A snoop filter reduce the snooping traffic by maintaining a plurality of entries, each representing a cache line that may be owned by one or more nodes. When replacement of one of the entries is required, the snoop filter selects for replacement the entry representing the cache line or lines owned by the fewest nodes, as determined from a presence vector in each of the entries. A temporal or other type of algorithm is used to refine the selection if more than one cache line is owned by the fewest number of nodes.
Snarfing is where a cache controller watches both address and data in an attempt to update its own copy of a memory location when a second master modifies a location in main memory. When a write operation is observed to a location that a cache has a copy of, the cache controller updates its own copy of the snarfed memory location with the new data.
Distributed shared memory systems mimic these mechanisms in an attempt to maintain consistency between blocks of memory in loosely coupled systems.
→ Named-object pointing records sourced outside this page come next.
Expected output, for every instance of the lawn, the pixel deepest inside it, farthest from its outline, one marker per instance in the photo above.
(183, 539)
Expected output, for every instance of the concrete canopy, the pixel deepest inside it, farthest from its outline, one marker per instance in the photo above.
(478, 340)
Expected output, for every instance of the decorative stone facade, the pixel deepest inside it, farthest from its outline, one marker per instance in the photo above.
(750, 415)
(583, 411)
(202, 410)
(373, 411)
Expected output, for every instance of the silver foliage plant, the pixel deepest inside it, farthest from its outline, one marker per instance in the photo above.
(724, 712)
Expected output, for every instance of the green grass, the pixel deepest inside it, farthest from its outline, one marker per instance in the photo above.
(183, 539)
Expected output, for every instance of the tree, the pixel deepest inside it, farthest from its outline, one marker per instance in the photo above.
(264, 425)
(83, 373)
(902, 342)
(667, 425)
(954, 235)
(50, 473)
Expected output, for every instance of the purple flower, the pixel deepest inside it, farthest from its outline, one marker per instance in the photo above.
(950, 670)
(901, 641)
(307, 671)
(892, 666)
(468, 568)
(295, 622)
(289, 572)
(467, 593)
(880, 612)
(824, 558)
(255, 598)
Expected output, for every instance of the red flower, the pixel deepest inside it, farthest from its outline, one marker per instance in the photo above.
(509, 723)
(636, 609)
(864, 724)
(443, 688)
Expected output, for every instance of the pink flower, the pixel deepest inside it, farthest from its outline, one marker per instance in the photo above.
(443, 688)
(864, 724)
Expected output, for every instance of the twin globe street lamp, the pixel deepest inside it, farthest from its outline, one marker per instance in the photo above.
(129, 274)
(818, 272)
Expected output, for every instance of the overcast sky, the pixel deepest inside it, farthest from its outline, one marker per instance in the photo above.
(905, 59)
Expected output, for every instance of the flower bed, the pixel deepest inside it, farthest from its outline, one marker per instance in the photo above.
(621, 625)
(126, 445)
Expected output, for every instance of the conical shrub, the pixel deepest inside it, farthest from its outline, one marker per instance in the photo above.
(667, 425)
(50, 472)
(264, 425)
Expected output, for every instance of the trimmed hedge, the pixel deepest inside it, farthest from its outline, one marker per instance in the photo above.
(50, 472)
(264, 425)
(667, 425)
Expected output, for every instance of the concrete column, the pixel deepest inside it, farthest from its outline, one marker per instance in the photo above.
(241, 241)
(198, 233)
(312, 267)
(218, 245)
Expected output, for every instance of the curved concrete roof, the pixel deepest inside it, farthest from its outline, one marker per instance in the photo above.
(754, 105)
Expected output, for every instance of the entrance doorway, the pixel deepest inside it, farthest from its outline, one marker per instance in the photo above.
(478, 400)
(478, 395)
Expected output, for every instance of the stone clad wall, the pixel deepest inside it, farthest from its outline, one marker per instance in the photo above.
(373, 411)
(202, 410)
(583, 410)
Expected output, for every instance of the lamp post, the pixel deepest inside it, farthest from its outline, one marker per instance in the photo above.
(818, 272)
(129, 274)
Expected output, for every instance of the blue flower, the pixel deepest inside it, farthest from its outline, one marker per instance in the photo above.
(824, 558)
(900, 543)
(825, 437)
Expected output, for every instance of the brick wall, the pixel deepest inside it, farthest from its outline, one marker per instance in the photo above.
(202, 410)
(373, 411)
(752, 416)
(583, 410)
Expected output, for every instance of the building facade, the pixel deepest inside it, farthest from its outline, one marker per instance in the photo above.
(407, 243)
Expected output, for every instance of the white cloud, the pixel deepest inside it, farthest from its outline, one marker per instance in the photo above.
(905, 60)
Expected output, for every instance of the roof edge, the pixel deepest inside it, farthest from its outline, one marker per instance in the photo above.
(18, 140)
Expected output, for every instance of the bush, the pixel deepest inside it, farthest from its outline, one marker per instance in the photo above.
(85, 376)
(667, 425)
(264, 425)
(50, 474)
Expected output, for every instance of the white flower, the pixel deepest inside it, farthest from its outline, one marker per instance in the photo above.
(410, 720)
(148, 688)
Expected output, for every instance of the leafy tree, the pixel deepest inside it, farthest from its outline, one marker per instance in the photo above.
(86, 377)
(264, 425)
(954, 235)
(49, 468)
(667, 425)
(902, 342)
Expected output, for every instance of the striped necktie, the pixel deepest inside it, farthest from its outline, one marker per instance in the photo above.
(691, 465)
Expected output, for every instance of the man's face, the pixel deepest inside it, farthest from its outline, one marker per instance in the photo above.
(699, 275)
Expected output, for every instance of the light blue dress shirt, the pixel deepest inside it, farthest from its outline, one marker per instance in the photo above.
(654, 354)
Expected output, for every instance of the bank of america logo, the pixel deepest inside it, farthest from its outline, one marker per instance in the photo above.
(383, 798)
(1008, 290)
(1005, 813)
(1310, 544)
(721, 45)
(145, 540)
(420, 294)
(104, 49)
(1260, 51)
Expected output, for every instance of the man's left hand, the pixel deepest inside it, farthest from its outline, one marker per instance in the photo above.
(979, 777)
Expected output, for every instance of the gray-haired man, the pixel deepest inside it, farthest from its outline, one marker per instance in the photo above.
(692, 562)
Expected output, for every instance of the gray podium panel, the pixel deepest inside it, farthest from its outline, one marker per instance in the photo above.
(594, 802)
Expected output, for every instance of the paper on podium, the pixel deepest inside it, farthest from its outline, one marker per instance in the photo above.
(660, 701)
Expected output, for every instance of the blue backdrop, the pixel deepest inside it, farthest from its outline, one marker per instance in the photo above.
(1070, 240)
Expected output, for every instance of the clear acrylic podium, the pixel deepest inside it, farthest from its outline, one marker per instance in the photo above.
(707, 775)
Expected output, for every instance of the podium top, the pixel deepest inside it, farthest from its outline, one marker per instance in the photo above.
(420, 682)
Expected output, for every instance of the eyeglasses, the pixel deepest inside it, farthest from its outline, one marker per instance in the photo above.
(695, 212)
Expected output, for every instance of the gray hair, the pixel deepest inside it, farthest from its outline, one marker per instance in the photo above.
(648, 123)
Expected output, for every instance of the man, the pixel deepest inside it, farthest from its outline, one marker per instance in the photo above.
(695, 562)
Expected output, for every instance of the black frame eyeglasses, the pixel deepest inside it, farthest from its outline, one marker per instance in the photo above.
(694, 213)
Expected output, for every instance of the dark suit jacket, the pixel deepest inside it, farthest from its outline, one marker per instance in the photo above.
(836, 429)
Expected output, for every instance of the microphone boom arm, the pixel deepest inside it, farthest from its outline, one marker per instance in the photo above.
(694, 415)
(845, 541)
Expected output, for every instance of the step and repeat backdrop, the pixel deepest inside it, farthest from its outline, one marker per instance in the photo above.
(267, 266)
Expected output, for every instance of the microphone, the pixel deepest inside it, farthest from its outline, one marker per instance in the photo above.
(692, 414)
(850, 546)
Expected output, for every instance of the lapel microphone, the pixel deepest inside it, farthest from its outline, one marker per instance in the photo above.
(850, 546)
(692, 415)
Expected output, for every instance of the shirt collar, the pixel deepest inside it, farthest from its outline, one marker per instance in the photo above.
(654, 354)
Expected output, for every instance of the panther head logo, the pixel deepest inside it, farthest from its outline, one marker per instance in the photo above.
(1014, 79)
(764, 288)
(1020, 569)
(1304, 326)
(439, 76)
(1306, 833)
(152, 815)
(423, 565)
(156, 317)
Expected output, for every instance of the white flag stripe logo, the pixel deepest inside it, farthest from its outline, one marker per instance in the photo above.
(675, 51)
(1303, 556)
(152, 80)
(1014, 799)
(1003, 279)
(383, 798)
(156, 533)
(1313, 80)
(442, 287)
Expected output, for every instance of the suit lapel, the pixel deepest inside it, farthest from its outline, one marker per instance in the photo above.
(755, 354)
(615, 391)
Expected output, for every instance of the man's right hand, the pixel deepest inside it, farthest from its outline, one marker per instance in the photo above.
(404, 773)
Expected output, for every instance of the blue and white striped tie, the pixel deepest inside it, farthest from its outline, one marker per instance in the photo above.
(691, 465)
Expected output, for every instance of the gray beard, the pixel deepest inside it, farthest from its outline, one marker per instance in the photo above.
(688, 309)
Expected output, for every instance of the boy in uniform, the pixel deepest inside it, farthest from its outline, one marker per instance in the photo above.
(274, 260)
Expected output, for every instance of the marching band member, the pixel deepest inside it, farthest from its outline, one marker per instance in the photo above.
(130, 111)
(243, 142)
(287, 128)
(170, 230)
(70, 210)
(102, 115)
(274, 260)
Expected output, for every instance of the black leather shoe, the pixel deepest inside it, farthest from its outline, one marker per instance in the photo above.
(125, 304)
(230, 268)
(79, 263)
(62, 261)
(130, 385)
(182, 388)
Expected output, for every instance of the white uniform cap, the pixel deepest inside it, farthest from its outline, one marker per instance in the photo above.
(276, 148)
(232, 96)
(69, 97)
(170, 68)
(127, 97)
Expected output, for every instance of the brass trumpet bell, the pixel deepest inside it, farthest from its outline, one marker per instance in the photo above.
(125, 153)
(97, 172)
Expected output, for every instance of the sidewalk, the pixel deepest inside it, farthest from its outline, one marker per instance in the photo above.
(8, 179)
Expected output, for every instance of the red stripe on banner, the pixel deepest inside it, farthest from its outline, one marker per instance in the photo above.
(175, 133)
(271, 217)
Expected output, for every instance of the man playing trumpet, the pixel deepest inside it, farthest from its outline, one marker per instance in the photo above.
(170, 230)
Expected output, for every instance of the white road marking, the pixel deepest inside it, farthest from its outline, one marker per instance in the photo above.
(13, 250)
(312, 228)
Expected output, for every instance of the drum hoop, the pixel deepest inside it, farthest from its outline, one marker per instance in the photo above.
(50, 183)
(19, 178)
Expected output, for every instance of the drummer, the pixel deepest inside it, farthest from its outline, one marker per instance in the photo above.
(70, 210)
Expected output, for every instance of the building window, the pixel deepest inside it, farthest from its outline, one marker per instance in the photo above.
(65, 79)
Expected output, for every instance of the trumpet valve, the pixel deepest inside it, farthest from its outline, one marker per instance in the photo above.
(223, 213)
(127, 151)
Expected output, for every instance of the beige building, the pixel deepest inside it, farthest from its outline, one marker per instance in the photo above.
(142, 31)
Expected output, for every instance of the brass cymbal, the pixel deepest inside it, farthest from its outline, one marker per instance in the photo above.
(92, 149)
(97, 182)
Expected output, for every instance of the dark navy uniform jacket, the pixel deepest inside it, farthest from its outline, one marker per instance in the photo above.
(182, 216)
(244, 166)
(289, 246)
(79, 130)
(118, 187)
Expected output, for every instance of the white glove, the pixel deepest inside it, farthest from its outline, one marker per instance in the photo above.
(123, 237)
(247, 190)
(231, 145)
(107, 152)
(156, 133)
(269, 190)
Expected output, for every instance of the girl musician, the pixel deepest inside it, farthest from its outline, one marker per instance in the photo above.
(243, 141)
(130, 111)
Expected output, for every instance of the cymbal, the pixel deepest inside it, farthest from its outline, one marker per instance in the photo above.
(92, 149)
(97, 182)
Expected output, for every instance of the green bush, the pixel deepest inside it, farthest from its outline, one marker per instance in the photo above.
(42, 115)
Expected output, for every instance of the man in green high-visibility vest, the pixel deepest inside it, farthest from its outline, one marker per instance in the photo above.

The two most common types of coherence that are typically studied are Snooping and Directory-based, each having its own benefits and drawbacks. Snooping protocols tend to be faster, if enough bandwidth is available, since all transactions are a request/response seen by all processors. The drawback is that snooping isn't scalable. Every request must be broadcast to all nodes in a system, meaning that as the system gets larger, the size of the (logical or physical) bus and the bandwidth it provides must grow.
Directories, on the other hand, tend to have longer latencies (with a 3 hop request/forward/respond) but use much less bandwidth since messages are point to point and not broadcast. For this reason, many of the larger systems (>64 processors) use this type of cache coherence.
Hypertransport uses snooping while Numascale's technology includes advanced directory based cache coherence. Some AMD processor models features snoop filtering.